Despite the hype, only a few large enterprises or governmental organizations outsource their services to public clouds. On the one hand, cloud computing has been identified as one of the top ten business strategies as it offers many advantages such as greater flexibility and reduced costs. However, on the other hand, outsourcing and, therewith, relinquishing control of services implies many security and privacy problems. Cloud providers often place their data centers in foreign countries where security policies are difficult to enforce, cloud infrastructures are threatened by hackers, insiders, and even malicious customers trying to peek into or tamper with outsourced data. Consequently, the cloud cannot be trusted. As of today, lack of security and privacy guarantees are major adoption obstacles for both, large enterprises and governmental organizations.
Our research, PASMAC, targets the design and evaluation of protocols for secure and privacy- preserving “data analysis” in an untrusted cloud. With PASMAC, the user can store and query data in the cloud, preserving privacy and integrity of outsourced data and queries. PASMAC specifically addresses a real-world cloud framework: Google’s prominent MapReduce paradigm. PASMAC will design and prototype new protocols based on highly parallelizable, efficient privacy-preserving techniques, such as efficient private information retrieval, encrypted Bloom filters, and additive homomorphic encryption.
Research in PASMAC is supported by NSF grant 1218197.
Efficient Private Information Retrieval for MapReduce
One often overlooked problem with outsourcing data to the cloud is privacy of access patterns. There are many exisiting solutions for encrypting outsourced data, but it is usually accepted that the cloud will be able to see when, where and how often you access it. It is often difficult to quantify the information this access pattern leaks to an interested party.
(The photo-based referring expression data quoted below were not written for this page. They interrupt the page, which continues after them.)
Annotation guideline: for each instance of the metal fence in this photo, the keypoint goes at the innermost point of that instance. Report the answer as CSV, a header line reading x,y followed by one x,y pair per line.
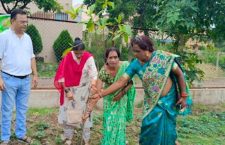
x,y
49,29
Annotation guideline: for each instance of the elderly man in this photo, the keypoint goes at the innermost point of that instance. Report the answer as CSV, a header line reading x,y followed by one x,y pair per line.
x,y
18,62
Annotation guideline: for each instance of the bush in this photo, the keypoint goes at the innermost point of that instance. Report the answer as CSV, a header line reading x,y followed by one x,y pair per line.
x,y
36,38
63,42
For instance, a cloud storing medical data may not be able to read individual patient records, but it could infer that a person has cancer by the fact that an oncologist is accessing his/her records.
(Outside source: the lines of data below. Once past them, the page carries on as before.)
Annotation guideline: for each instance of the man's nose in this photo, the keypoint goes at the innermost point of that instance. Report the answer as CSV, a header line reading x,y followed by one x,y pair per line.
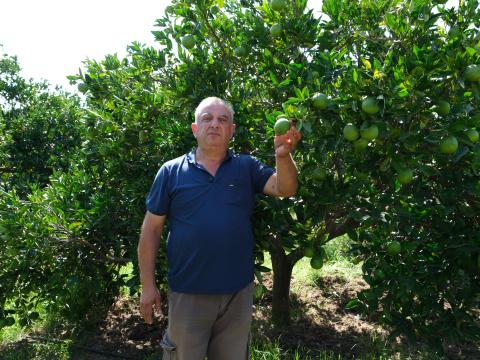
x,y
215,122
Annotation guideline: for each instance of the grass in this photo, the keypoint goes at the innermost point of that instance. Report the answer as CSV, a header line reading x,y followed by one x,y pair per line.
x,y
338,264
15,346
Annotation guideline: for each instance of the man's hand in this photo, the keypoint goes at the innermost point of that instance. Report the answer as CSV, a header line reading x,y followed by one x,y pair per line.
x,y
284,144
150,296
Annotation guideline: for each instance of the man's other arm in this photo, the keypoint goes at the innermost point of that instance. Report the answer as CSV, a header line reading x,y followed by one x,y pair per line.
x,y
148,245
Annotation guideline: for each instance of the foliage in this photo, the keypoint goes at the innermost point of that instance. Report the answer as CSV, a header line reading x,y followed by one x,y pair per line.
x,y
39,129
407,58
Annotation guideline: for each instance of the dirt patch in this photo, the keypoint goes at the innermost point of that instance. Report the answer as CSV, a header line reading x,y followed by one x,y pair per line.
x,y
319,319
319,322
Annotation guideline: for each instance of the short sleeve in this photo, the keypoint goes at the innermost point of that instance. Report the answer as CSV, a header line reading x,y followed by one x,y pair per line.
x,y
260,174
158,199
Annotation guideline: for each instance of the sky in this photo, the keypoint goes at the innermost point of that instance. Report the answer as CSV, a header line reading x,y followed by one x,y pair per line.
x,y
51,38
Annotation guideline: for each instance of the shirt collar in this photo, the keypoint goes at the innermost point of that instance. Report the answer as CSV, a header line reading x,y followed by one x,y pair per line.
x,y
191,155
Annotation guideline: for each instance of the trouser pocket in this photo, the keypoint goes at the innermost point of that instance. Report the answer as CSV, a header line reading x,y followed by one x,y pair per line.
x,y
169,349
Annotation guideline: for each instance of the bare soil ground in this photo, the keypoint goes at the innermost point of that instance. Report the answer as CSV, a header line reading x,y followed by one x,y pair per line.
x,y
319,322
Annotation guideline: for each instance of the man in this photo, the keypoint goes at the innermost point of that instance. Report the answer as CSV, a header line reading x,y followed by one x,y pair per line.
x,y
208,197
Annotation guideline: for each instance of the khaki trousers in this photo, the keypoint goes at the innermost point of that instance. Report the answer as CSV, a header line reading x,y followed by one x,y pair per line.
x,y
216,326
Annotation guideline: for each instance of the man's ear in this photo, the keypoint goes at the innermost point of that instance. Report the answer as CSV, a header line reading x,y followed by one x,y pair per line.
x,y
194,129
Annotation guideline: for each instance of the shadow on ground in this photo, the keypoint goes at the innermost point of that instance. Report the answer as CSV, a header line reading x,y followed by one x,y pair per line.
x,y
319,323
Existing techniques that mitigate this problem (oblivious RAM and private information retrieval protocols) currently require too much computation or bandwidth to be usable in cloud situations. PIR techniques can have low bandwidth requirements, but must inherently perform some computation over the entire database for each query. ORAM, in contrast, has low computational cost but must occasionally transfer large portions of the database back to the client to be processed. Since outsourcing data to the cloud only makes sense if you have a lot of it, these techniques are not currently practical for the large database sizes that would occur in such a situation.
Our approach to this problem is to take advantage of the large computational resources that are available in cloud settings to make fast PIR queries possible for large sets of data. We have designed a version of PIR that can run efficiently on MapReduce and scale to a large number of compute nodes. This allows the client to decide how fast they would like the query to return and assign resources accordingly.See also: Travis Mayberry, Erik-Oliver Blass, Agnes Hui Chan, “PIRMAP: Efficient Private Information Retrieval for MapReduce”, Proceedings of Financial Cryptography and Data Security (FC’13), pp. 1—15, Okinawa, USA, 2013 (to appear) Paper
Privacy-Preserving Search in MapReduce
We present PRISM, a privacy-preserving scheme for word search in cloud computing. In the face of a curious cloud provider, the main challenge is to design a scheme that achieves privacy while preserving the efﬁciency of cloud computing. Solutions from related research, like encrypted keyword search or Private Information Retrieval (PIR), fall short of meeting real-world cloud requirements and are impractical.
PRISM’s idea is to transform the problem of word search into a set of parallel instances of PIR on small datasets. Each PIR instance on a small dataset is efﬁciently solved by a node in the cloud during the “Map” phase of MapReduce. Outcomes of map computations are then aggregated during the “Reduce” phase. Due to the linearity of PRISM, the simple aggregation of map results yields the ﬁnal output of the word search operation. We have implemented PRISM on Hadoop MapReduce and evaluated its efﬁciency using real-world DNS logs.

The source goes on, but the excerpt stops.